Melender shook her head. Even though the mountains called, were a part of her, she hadn’t dared venture back. Her years in prison had not diminished the burning need to return to her heritage or her longing for the quiet stillness of the forest.
Staring at the dregs of her tea in the bottom of her cup, Melender struggled to put into words why she couldn’t go home, not yet. “There’s something pure and clean about the mountains that I can’t contaminate with a felony conviction.”
She shook her head. “Until I find out the truth of what happened to Jesse, I can’t go home. The mountains should be used as a sanctuary, as a resting place, not as a hiding place. If I go back before this is completely resolved, the peace that the mountains give won’t be mine. It’ll be a facsimile of the rest I’m longing to have.”
Looking Mrs. Trent square in the eye, she added, “That’s why I won’t stop until I untangle the lies and bring Jesse home. Only then can I return to the mountains.”
* * *
Brogan’s heartsank as Fairfax County Police Detective Mark Livingston exhaled loudly into the phone.
“Can’t do it,” Livingston said. “The district attorney will not want to press charges against Jared Thompson for perjury. His testimony supported what others said, but it wasn’t crucial to the conviction.”
“That’s what I thought.” Brogan held the phone to his ear with his shoulder as he opened the car door. “But that’s not the only reason I called you.”
“If it’s related to the closed Thompson case, I don’t have time.”
“Jared knew Snake.”
Silence. Believing the detective hadn’t hung up, he went on. “Snake was Jared’s supplier around the time of the incident. On a hunch, I asked Jared why he met with Snake the night the man was killed.”
“What did Jared say?”
“He insisted we leave. Cleary the question scared him. A lot.” Brogan started the car. “Given some of the ransom money was found on Snake, I thought you might like to know.”
“Thanks for the tip. Gotta go.”
He’d planted the seed and hoped Livingston would water it. Jared was hiding something, but it could be nothing more than he had returned to his old drug habit. Brogan laid his phone on the front seat, then maneuvered out of the parking lot.

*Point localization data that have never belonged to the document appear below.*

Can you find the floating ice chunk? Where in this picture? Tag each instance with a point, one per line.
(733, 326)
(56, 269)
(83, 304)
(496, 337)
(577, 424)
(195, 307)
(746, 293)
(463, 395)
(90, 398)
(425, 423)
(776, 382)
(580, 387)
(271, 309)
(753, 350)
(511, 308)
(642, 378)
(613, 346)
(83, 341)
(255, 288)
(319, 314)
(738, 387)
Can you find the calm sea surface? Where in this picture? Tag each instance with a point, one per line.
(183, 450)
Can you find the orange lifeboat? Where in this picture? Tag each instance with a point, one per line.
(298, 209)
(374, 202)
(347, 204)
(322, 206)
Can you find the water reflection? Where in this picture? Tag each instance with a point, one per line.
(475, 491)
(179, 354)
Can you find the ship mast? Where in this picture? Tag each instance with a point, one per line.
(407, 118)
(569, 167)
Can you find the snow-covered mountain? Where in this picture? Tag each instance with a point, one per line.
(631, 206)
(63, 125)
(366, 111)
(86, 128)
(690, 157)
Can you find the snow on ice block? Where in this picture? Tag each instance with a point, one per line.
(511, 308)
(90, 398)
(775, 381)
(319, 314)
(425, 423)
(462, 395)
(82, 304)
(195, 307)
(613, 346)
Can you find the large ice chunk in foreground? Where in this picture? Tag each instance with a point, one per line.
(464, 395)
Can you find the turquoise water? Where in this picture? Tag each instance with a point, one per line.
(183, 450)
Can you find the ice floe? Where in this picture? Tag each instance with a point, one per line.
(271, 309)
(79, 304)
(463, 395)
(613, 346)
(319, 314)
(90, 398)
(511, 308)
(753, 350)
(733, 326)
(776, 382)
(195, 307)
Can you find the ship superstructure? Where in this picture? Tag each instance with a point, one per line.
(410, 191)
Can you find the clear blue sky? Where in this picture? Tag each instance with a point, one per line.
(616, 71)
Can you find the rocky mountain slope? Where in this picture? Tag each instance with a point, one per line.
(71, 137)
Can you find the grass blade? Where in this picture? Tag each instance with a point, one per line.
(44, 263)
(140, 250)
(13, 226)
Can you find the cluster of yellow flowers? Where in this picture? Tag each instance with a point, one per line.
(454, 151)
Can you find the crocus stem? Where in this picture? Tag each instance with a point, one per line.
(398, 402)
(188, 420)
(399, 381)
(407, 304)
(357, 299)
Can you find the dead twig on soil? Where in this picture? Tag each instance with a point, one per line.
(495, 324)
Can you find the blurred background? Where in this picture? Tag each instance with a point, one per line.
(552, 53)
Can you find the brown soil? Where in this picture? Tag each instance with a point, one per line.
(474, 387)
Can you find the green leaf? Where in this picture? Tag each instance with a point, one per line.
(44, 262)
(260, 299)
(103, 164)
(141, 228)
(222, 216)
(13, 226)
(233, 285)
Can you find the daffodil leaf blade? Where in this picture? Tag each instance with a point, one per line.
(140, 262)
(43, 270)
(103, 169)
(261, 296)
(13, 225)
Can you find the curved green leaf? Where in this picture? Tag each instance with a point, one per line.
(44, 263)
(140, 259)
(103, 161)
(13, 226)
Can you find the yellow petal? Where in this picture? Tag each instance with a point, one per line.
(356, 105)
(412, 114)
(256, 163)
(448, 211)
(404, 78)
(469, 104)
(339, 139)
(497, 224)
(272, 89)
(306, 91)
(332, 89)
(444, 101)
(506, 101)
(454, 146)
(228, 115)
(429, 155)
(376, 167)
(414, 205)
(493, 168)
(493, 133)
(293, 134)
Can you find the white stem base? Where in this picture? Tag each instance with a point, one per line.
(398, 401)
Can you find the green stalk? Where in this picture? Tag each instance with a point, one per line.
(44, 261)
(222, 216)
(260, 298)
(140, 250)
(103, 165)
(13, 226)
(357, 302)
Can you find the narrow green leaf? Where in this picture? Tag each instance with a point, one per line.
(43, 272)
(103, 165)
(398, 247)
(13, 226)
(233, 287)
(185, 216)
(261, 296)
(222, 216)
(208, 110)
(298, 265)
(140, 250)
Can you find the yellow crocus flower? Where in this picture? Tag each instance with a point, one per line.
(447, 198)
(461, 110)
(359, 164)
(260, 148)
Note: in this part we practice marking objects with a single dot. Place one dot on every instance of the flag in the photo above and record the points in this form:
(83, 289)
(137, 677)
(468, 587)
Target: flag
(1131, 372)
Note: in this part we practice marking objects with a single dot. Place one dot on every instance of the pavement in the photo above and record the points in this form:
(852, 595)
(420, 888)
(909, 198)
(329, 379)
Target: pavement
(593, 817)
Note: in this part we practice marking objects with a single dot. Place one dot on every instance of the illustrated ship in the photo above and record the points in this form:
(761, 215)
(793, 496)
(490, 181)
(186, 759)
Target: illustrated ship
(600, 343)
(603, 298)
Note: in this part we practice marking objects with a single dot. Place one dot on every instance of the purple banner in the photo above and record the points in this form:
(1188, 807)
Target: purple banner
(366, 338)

But his gut screamed that there was a lot more to the Jared’s fear, one that had the potential to blow the case against Melender wide open.
* * *
Brogan tuckedin his shirt with one hand as he searched around for his notebook on his desk. It had to be here somewhere. Fallon had requested an update on the Thompson case pronto, and his boss didn’t like to be kept waiting.
Seth rested his forearms on top of the short cubicle wall that separated their workspaces. “Anything new on the ransom money?”
“Nothing concrete yet.” When he spied his notebook under a pile of folders, he grabbed and stood. “Can’t talk now. Fallon called me in for a meeting five minutes ago.”